Ricky Esquibel escapes trouble by the time-tested method of picking up his opponent, slamming him to the mat, and choking him out. Note the tap, seconds before the buzzer, that should have ended the fight early.
The amateur undercard was a clean sweep for the home team. John Sparks submitted Adam McGurk of El Paso in the first round by rear naked choke in a lightweight bout. Then at middleweight, Adam Gonzales needed only 17 seconds to knock out Fabian Salas, also of El Paso. Gonzales caught Salas with a straight right as the Texan charged. At the top of the amateur card, Ricky Esquibel won an impressive decision over Juan Carlos Mora of Santa Fe, for the Edge Fighter Challenge Championship. Esquibel was persistent with knees from the clinch. Near the end of the third round, Esquibel escaped a bad situation on the ground with the time-tested method of standing up with your opponent on top of you, slamming him, and choking him out. The referee missed Mora’s tap, with seconds left in the third round, but the tap did not escape the Alibi’s camera.

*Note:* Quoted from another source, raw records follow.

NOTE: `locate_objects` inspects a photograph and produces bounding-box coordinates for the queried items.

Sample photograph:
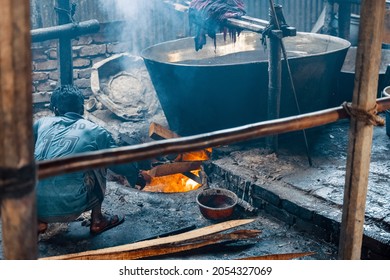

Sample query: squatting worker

[33,85,148,234]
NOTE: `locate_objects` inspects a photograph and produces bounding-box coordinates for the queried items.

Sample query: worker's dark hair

[50,85,84,115]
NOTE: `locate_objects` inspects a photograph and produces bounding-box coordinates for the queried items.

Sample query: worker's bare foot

[90,215,125,235]
[38,222,48,234]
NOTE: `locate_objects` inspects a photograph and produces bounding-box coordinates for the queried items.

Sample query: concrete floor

[209,116,390,259]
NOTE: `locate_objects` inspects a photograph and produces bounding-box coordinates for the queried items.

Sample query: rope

[342,102,385,126]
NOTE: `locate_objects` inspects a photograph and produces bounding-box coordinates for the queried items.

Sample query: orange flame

[143,170,201,193]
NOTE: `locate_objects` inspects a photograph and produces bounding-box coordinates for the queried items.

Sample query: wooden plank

[0,0,38,259]
[339,0,385,260]
[41,219,254,260]
[145,161,202,177]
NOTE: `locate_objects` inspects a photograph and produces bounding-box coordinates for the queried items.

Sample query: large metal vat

[141,32,350,136]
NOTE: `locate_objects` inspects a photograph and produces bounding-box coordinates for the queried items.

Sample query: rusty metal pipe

[37,97,390,179]
[31,19,100,43]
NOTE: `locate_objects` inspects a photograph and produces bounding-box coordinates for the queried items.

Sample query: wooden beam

[0,0,38,259]
[38,219,253,260]
[38,97,390,179]
[339,0,385,260]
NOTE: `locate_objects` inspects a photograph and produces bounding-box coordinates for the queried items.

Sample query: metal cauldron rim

[140,31,351,67]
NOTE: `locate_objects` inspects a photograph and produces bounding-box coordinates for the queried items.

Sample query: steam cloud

[99,0,187,54]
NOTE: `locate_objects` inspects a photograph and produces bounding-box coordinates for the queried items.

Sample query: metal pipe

[37,97,390,179]
[31,19,100,43]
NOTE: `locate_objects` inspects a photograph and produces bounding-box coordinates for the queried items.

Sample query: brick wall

[32,22,139,104]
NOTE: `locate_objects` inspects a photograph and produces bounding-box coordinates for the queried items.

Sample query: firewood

[239,252,315,261]
[149,122,211,161]
[41,219,253,260]
[149,122,180,140]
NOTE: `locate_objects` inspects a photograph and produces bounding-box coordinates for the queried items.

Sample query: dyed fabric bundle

[188,0,246,51]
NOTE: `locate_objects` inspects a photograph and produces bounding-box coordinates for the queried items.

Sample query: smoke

[99,0,187,54]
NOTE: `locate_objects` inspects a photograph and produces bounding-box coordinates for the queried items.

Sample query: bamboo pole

[37,97,390,179]
[0,0,37,259]
[339,0,385,259]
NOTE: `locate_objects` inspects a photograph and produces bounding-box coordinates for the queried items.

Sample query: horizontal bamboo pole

[37,97,390,179]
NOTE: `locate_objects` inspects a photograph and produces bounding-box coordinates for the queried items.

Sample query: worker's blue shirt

[33,113,138,221]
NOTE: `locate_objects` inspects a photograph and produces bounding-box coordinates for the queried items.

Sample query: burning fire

[143,170,202,193]
[143,148,212,193]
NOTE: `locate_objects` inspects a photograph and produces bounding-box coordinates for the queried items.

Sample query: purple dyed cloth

[188,0,246,51]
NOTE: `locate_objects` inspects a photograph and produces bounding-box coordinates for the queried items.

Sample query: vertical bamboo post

[57,0,73,85]
[0,0,37,259]
[339,1,352,40]
[339,0,385,259]
[266,4,283,152]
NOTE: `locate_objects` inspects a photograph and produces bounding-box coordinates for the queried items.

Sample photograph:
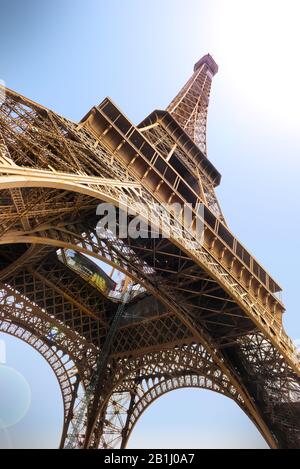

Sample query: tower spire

[167,54,218,155]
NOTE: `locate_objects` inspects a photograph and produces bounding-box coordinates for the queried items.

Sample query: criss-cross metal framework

[0,55,300,448]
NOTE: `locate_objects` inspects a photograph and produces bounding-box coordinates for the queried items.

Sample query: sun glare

[215,0,300,127]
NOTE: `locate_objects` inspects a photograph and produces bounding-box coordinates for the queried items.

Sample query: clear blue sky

[0,0,300,447]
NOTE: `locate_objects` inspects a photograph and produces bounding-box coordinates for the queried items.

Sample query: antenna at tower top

[194,54,219,76]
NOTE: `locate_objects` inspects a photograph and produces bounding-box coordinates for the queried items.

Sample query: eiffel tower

[0,55,300,448]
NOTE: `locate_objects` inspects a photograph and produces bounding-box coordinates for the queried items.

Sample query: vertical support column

[59,374,81,449]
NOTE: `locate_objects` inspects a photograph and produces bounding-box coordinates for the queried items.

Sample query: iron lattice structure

[0,55,300,448]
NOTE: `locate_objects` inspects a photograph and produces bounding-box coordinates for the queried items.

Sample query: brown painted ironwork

[0,55,300,448]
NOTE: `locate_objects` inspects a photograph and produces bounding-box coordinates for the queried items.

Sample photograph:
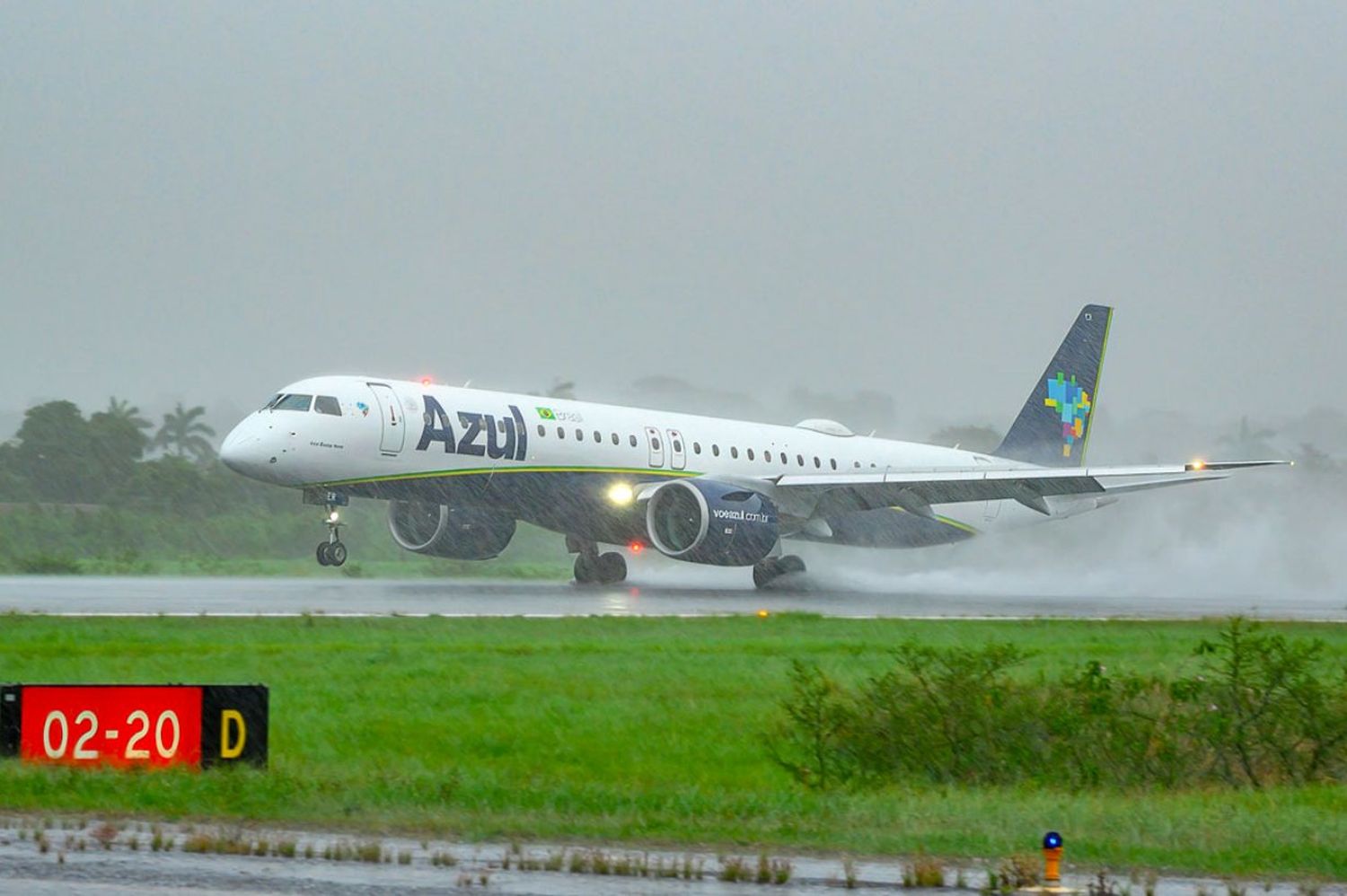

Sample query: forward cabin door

[369,382,407,455]
[668,430,687,470]
[646,426,665,466]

Freddie Crosby taps to Hunter Tucker's choke
In the first fight on the pro card, Nate Patterson of Las Cruces used vicious leg kicks to visibly hurt Rich Chavez of Jackson-Winkeljohn, draining the spring from his step and taking away his takedown ability. Patterson didn't do much more than land those leg kicks, but it was enough to earn him the judges decision and bring him to a perfect 3-0 against the hometown squad.
Then, Tucson’s Freddie Lux handed Jackson’s flyweight Nick Urso his first loss in a split decision. In a strange post-fight speech, the crowd clearly hated Lux, but when the Tyson-voiced 125 lber asked if the crowd wanted him back next time the room filled with cheers. Go figure.

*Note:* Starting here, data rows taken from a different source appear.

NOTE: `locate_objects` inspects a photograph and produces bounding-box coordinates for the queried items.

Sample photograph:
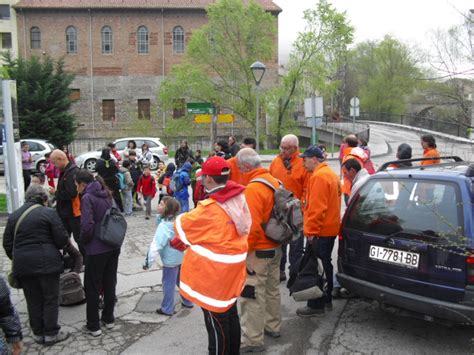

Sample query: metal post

[255,84,260,153]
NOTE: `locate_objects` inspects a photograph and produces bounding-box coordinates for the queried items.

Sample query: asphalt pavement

[0,125,474,354]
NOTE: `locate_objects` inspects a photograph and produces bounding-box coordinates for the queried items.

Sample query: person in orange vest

[421,134,440,165]
[227,138,257,186]
[296,145,341,317]
[270,134,311,281]
[175,157,252,354]
[237,148,281,353]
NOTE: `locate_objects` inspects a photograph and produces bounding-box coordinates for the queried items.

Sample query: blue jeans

[161,265,193,314]
[122,190,133,216]
[308,237,336,308]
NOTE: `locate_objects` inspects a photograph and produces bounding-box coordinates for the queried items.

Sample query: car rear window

[345,179,463,244]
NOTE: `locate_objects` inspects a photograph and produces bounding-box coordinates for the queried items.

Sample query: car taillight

[466,255,474,285]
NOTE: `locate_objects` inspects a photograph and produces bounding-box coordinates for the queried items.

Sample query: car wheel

[36,160,46,174]
[84,159,97,173]
[150,156,160,170]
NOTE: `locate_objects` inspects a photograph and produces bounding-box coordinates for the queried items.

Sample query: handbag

[98,204,127,248]
[7,204,40,289]
[287,243,324,302]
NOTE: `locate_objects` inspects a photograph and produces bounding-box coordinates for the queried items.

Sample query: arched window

[101,26,113,54]
[66,26,77,54]
[137,26,148,53]
[173,26,184,53]
[30,27,41,49]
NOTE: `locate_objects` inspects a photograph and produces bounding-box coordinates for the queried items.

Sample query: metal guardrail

[357,112,468,138]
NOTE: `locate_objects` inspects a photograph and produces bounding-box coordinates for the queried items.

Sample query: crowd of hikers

[0,134,440,354]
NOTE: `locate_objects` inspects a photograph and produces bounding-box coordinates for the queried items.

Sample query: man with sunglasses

[269,134,311,281]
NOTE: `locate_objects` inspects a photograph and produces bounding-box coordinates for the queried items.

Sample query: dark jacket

[95,158,120,191]
[56,162,79,218]
[174,147,193,169]
[81,181,115,255]
[3,201,69,277]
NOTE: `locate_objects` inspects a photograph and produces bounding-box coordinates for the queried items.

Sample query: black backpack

[59,271,86,306]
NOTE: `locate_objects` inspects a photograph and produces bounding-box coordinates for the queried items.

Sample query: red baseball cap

[202,157,230,176]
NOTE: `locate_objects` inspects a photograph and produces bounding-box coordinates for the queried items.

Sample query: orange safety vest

[175,199,248,313]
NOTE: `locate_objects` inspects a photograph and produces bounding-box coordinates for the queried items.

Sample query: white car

[0,138,56,173]
[75,137,168,172]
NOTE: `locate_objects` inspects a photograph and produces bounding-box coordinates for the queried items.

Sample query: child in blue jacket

[143,196,193,316]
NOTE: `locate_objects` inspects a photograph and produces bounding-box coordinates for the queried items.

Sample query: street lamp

[250,62,266,152]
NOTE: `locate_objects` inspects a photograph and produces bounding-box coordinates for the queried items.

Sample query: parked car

[75,137,168,172]
[337,157,474,324]
[0,138,55,174]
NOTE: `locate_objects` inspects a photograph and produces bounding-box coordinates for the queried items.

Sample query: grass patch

[0,194,7,212]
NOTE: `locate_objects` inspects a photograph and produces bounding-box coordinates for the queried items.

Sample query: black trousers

[307,237,336,308]
[84,249,120,331]
[20,274,61,336]
[23,169,31,191]
[202,302,240,355]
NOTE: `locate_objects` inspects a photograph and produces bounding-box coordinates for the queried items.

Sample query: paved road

[0,125,474,355]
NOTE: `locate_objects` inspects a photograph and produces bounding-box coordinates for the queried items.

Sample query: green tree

[268,0,354,141]
[159,0,276,129]
[3,53,77,147]
[347,36,422,113]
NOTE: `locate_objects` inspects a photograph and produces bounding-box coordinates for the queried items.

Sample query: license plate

[369,245,420,269]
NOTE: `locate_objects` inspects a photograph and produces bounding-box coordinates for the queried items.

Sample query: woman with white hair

[3,185,69,345]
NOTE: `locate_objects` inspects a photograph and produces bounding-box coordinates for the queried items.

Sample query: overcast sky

[273,0,474,62]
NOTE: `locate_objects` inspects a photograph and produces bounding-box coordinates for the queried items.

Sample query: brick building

[15,0,281,150]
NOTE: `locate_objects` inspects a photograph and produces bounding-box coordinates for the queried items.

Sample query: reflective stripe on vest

[179,281,237,308]
[176,214,247,264]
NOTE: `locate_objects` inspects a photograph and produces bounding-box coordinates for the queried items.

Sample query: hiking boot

[296,307,324,318]
[264,329,281,339]
[102,321,115,330]
[44,332,69,346]
[82,325,102,337]
[33,334,44,345]
[240,345,265,353]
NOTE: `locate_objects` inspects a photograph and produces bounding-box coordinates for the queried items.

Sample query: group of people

[0,134,439,354]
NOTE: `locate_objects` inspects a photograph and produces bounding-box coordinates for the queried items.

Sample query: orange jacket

[270,152,311,200]
[421,148,440,165]
[175,199,248,313]
[245,168,279,251]
[303,163,341,237]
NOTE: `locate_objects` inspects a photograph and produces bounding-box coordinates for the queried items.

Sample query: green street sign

[186,102,214,115]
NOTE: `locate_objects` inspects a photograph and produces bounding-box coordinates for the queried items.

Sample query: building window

[69,89,81,101]
[102,100,115,121]
[66,26,77,54]
[173,26,184,53]
[138,99,150,120]
[101,26,113,54]
[173,99,186,118]
[0,32,12,49]
[137,26,148,53]
[0,5,10,20]
[30,27,41,49]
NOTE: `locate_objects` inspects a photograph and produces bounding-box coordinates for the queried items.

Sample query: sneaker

[240,345,265,353]
[264,329,281,339]
[44,331,69,346]
[102,321,115,330]
[296,307,324,318]
[33,334,44,345]
[156,308,172,317]
[82,325,102,337]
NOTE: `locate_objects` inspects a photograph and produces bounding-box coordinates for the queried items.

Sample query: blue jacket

[81,181,117,255]
[174,162,192,200]
[145,216,183,268]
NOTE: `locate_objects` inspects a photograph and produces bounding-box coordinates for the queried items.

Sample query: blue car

[337,158,474,324]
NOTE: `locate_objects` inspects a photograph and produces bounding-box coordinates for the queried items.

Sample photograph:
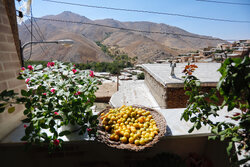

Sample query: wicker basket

Joey Villasenor thanks his corner
In the only fight where neither fighter had the home field advantage, Freddie Crosby of Albuquerque Kickboxing took on Hunter Tucker of Jackson-Winkeljohn at featherweight. The bout was competitive until Tucker caught Crosby with a guillotine choke midway through the second round, forcing him to tap and silencing half of the room.
The co-main event featured recent UNM graduate, and former marine, Matt Leyva, who won a close unanimous decision against Federico Lopez of Temecula, Cali. While two of the judges gave all three rounds to Leyva, the fight was closer than that. Each round was close, and Lopez made a strong case for winning each. Perhaps Leyva’s vocal and well-appointed cheering section made the judges nervous.
In the evening’s main event, “Smokin’” Joey Villasenor made his welterweight debut, and smoked Chuck Parmellee of Sioux City, IA, by first round TKO. Parmellee, a game opponent, was the aggressor early on, while Villasenor stayed elusive and patient until he found an opening for a left hook that landed on his charging opponent, knocking him to the mat. Villasenor swarmed Parmellee with punches before he even hit the ground, and the fight was waived off seconds later by referee Craig Zellner.
In his post-fight remarks, the former middleweight Villasenor said he felt reborn at 170. “It feels like my career is brand new. Last might I was pinching myself that I actually made 170. I was outsized my last few fights. But ‘70 feels good. I feel good.”